122  Bayesian Two Sample Test

122.1 Hypotheses

The Hypotheses are the same as for the ordinary Unpaired/Paired Two Sample t-Test. There is, however, a subtle difference in the way how “prior information” is treated. In traditional methods one can formulate two-sided Hypothesis Tests (without prior knowledge) or one-sided tests when there is “deterministic, prior information” about the sign of the difference of means.

Suppose an expert possesses prior knowledge which is probabilistic, rather than deterministic and that we are able to elicit the prior distributions (about the parameters in the Hypothesis Test) from the expert. In this scenario the prior distribution can be combined with the information from the data to obtain the so-called a posteriori distribution (much like the process which was used in the example in Chapter 7. The application of Bayes’ Theorem in Hypothesis Testing is called Bayesian Inference and (sometimes) requires the use of simulation or sampling methods (as is the case in the implementation of the Bayesian Two Sample Test in this section (Kruschke 2013)).
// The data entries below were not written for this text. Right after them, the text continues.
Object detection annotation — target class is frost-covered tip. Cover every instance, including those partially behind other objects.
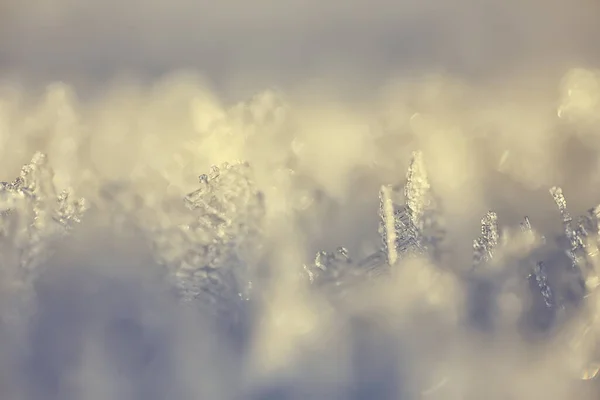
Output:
[379,186,398,265]
[530,262,556,308]
[404,151,431,226]
[473,211,500,267]
[550,186,587,272]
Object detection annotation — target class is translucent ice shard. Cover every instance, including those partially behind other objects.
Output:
[0,153,86,318]
[473,211,500,268]
[379,152,445,265]
[550,186,587,274]
[154,163,264,322]
[531,262,556,308]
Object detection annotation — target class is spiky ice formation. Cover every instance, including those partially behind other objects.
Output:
[154,163,264,322]
[473,211,500,268]
[379,152,444,265]
[0,152,86,318]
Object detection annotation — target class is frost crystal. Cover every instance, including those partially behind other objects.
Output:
[154,163,264,320]
[0,153,86,310]
[379,152,444,265]
[473,211,500,268]
[530,262,556,308]
[550,186,587,274]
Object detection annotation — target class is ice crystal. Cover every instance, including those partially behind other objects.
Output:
[0,153,86,318]
[379,152,444,265]
[154,163,264,322]
[550,186,587,273]
[473,211,500,267]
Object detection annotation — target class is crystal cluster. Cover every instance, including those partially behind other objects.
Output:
[298,149,600,379]
[0,153,86,316]
[153,163,264,324]
[379,152,445,265]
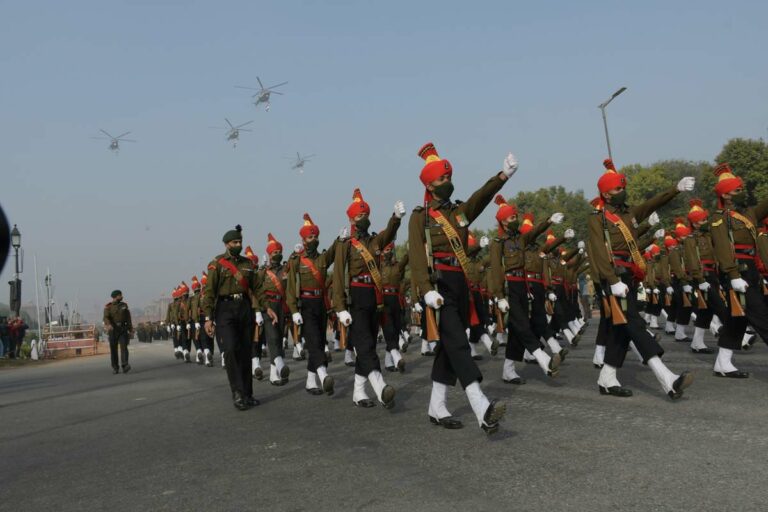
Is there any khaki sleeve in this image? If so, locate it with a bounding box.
[488,239,504,299]
[408,210,434,301]
[631,187,680,222]
[459,173,506,224]
[587,213,619,285]
[332,242,349,313]
[285,256,299,314]
[203,262,219,320]
[710,217,741,279]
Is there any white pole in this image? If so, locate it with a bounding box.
[32,254,45,358]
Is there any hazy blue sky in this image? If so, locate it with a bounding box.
[0,0,768,320]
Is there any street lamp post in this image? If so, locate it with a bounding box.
[597,87,627,160]
[8,224,23,317]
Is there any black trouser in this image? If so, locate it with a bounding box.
[592,282,612,347]
[197,315,213,355]
[504,281,541,361]
[216,299,254,398]
[469,290,491,343]
[672,278,693,325]
[381,295,403,352]
[422,271,483,389]
[109,327,128,370]
[528,282,556,340]
[603,273,664,368]
[262,300,285,364]
[300,296,328,373]
[349,286,381,377]
[717,260,768,350]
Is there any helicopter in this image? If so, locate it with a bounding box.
[288,151,315,174]
[211,117,253,148]
[91,128,136,155]
[235,77,288,112]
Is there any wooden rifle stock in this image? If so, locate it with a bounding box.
[608,295,627,325]
[424,306,440,342]
[728,290,744,316]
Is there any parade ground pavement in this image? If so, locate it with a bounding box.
[0,321,768,512]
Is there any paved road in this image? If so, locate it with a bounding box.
[0,322,768,512]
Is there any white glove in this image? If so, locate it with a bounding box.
[731,277,749,293]
[501,153,517,178]
[549,212,565,224]
[338,310,352,326]
[611,281,629,297]
[424,290,443,309]
[677,176,696,192]
[395,201,405,219]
For the general decision-threshold framing in Bayesian terms (posterior probabilities, Bayes factors, and decision risk), see Chapter 113.

122.2 Analysis based on posterior distribution

122.2.1 Software

The Bayesian Two Sample Test can be found on the public website: https://compute.wessa.net/rwasp_Bayesian_Two_Sample_Test.wasp.

122.2.2 Data & Parameters

This R module contains the following fields:

  • Data X: a multivariate dataset containing quantitative data
  • Names of X columns: a space delimited list of names (one name for each column)
  • Column number of first sample: a positive integer value of the column in the multivariate dataset which corresponds to the first sample
  • Column number of second sample: a positive integer value of the column in the multivariate dataset which corresponds to the second sample
  • Confidence: this controls the posterior credible interval mass (HDI%), e.g. 0.95 for a 95% HDI
  • Are observations paired? This parameter can be set to the following values:
    • unpaired
    • paired
  • Null Hypothesis: this is the value of \(\mu_0\) against which the hypothesis is tested (in this case \(\mu_0 = 0\))
  • Use informative priors? This parameter can be set to the following values:
    • no
    • yes
      If this field is set to “yes” then the remaining fields will be used to specify the a priori distributions. Otherwise, the remaining fields are ignored.
  • prior value of \(\mu_1\): this is the value of \(\mu_1\) that is based on prior knowledge (either based on previous research or on expert knowledge). When using uninformative priors, this value is equal to the mean of the first sample
  • prior value of \(\mu_2\): this is the value of \(\mu_2\) that is based on prior knowledge (either based on previous research or on expert knowledge). When using uninformative priors, this value is equal to the mean of the second sample
  • prior value of \(\sigma_1\) of the population mean \(\mu_1\): this is a measure for the uncertainty about the prior value for \(\mu_1\). If you are fairly certain about the prior value of \(\mu_1\) you should choose a smaller value (e.g. the sample Standard Deviation divided by the square root of \(n_1\)). If you are uncertain, choose a large value
  • prior value of \(\sigma_2\) of the population mean \(\mu_2\): this is a measure for the uncertainty about the prior value for \(\mu_2\). If you are fairly certain about the prior value of \(\mu_2\) you should choose a smaller value (e.g. the sample Standard Deviation divided by the square root of \(n_2\)). If you are uncertain, choose a large value
  • prior value of the mode of \(\sigma_1\): this is used in the gamma prior for the population Standard Deviation. If you have no prior knowledge about this you might want to choose the Standard Deviation from the first sample
  • prior value of the mode of \(\sigma_2\): this is used in the gamma prior for the population Standard Deviation. If you have no prior knowledge about this you might want to choose the Standard Deviation from the second sample
  • prior value of SD of \(\sigma_1\): this is a measure for the uncertainty about the prior value for \(\sigma_1\)
  • prior value of SD of \(\sigma_2\): this is a measure for the uncertainty about the prior value for \(\sigma_2\)
  • prior value of the normality parameter \(\nu\): this represents the prior value for the degrees of freedom parameter. High values correspond to distributions that are very close to normality
  • prior value of the SD of the normality parameter \(\nu\): this represents the SD for the degrees of freedom parameter

122.2.3 Output

The following computation represents the situation where no expert information is available (the prior distribution are “uninformative” or “vague” because the default settings use extremely high values for the standard deviations about \(\mu_1\), \(\mu_2\), \(\sigma_1\), and \(\sigma_2\)).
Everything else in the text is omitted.